Ondanks dat de politie hem destijds niet geloofde, werd DeSalvo naar het Bridgewater State Hospital gestuurd om door psychiaters te worden beoordeeld. Hij kreeg een advocaat toegewezen met de naam F. Lee Bailey. Wanneer DeSalvo'De vrouw kreeg van Bailey te horen dat haar man had bekend dat hij de Strangler was die ze niet kon't geloofde het en suggereerde dat hij het puur voor betaling uit de kranten deed.
Tijdens zijn betovering in Bridgewater sloeg DeSalvo een vriendschap met een andere gevangene, een intelligente maar zeer gevaarlijke moordenaar genaamd George Nassar. De twee hadden blijkbaar een deal gesloten om beloningsgeld te splitsen dat zou gaan naar iedereen die informatie verstrekt aan de identiteit van de Strangler. DeSalvo had geaccepteerd dat hij de rest van zijn leven in de gevangenis zou zitten en wilde dat zijn gezin financieel veilig zou zijn.
Bailey interviewde DeSalvo om te ontdekken of hij echt de beruchte moordenaar was. De advocaat was geschokt toen hij hoorde dat DeSalvo de moorden ongelooflijk gedetailleerd beschreef, tot aan het meubilair in de appartementen van zijn slachtoffers..
DeSalvo had het allemaal goed gedaan. Hij geloofde dat hij het psychiatrische bestuur kon overtuigen dat hij krankzinnig was en vervolgens de rest van zijn leven in de gevangenis kon blijven. Bailey kon vervolgens zijn verhaal schrijven en broodnodige geld verdienen om zijn gezin te onderhouden. In zijn boek De verdediging rust nooit, Bailey legt uit hoe het was dat DeSalvo detectie wist te voorkomen. DeSalvo was Dr. Jekyll; de politie was op zoek naar Mr. Hyde.
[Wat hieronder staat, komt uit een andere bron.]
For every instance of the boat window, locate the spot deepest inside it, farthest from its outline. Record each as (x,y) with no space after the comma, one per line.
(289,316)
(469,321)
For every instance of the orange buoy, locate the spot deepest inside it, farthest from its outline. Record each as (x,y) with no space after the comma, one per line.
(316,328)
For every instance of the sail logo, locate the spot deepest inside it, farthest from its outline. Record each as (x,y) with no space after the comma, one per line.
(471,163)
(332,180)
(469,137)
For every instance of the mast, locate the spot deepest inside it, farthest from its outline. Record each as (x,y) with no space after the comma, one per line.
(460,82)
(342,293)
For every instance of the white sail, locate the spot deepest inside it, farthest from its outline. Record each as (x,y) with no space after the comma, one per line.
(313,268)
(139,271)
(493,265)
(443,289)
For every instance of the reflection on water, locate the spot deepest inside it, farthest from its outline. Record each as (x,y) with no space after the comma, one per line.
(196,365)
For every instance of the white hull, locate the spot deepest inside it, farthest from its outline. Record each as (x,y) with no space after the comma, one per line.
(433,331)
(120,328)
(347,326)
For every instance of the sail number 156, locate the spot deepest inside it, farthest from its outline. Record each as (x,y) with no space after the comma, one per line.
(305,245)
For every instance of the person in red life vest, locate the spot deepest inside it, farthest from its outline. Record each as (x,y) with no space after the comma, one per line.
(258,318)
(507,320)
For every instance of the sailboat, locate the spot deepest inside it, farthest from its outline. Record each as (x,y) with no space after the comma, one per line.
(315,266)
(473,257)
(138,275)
Na een tweede bezoek en het luisteren naar DeSalvo beschreef griezelig gedetailleerd de moord op de 75-jarige Ida Irga, Bailey was ervan overtuigd dat zijn cliënt de Boston Strangler was. Toen hij DeSalvo vroeg waarom hij een slachtoffer van zo'n leeftijd koos, antwoordde de man koel dat 'aantrekkelijkheid er niets mee te maken had'.
Na vele uren vragen en minutieus ingegaan op wat de slachtoffers droegen of hoe hun appartementen eruit zagen, waren zowel Bailey als de politie ervan overtuigd dat ze de moordenaar hadden. Een verontrustende openbaring was toen DeSalvo een afgebroken aanval op een Deens meisje beschreef. Terwijl hij haar wurgde, zag hij zichzelf in de spiegel. Geschokt door het afgrijselijke visioen van wat hij aan het doen was, liet hij haar los en smeekte haar het niet aan de politie te vertellen voordat hij vluchtte.
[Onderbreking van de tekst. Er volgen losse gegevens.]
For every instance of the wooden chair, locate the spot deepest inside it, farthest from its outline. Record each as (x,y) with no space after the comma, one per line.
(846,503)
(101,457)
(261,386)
DeSalvo werd opgesloten in wat nu bekend staat als de MCI-Cedar Junction-gevangenis in Massachusetts. In november 1973 kreeg hij bericht aan zijn arts dat hij hem dringend moest zien; DeSalvo had iets belangrijks te zeggen over de moorden in Boston Strangler. De nacht voordat ze elkaar zouden ontmoeten, werd DeSalvo echter doodgestoken in de gevangenis.
Vanwege het beveiligingsniveau in de gevangenis wordt aangenomen dat de moord was gepland met een zekere mate van samenwerking tussen werknemers en gevangenen. Hoe het ook zij, en hoewel er geen moorden meer waren door de Strangler nadat DeSalvo was gearresteerd, werd de Strangler-zaak nooit gesloten.
Recent nieuws
In 2001 heeft DeSalvo's lichaam werd opgegraven en DNA-tests werden afgenomen en vergeleken met bewijsmateriaal van het laatste Strangler-slachtoffer, Mary Sullivan. Er was geen wedstrijd. Hoewel dit alleen bewees dat DeSalvo Sullivan niet seksueel had aangevallen, sloot het zijn betrokkenheid bij haar moord niet uit.
In juli 2013 werd aangekondigd dat DeSalvo's lichaam zou opnieuw worden opgegraven voor herevaluatie met behulp van nieuwe forensische testen, met rapporten die speculeren dat deze nieuwe analyse eindelijk concreet bewijs zou kunnen leveren van de Boston Strangler's identiteit.
De familie van DeSalvo en een neef van Mary Sullivan blijven geloven in DeSalvo's onschuld van de 13 moorden waartoe hij bekende; ze blijven ervan overtuigd dat de moordenaar nog leeft.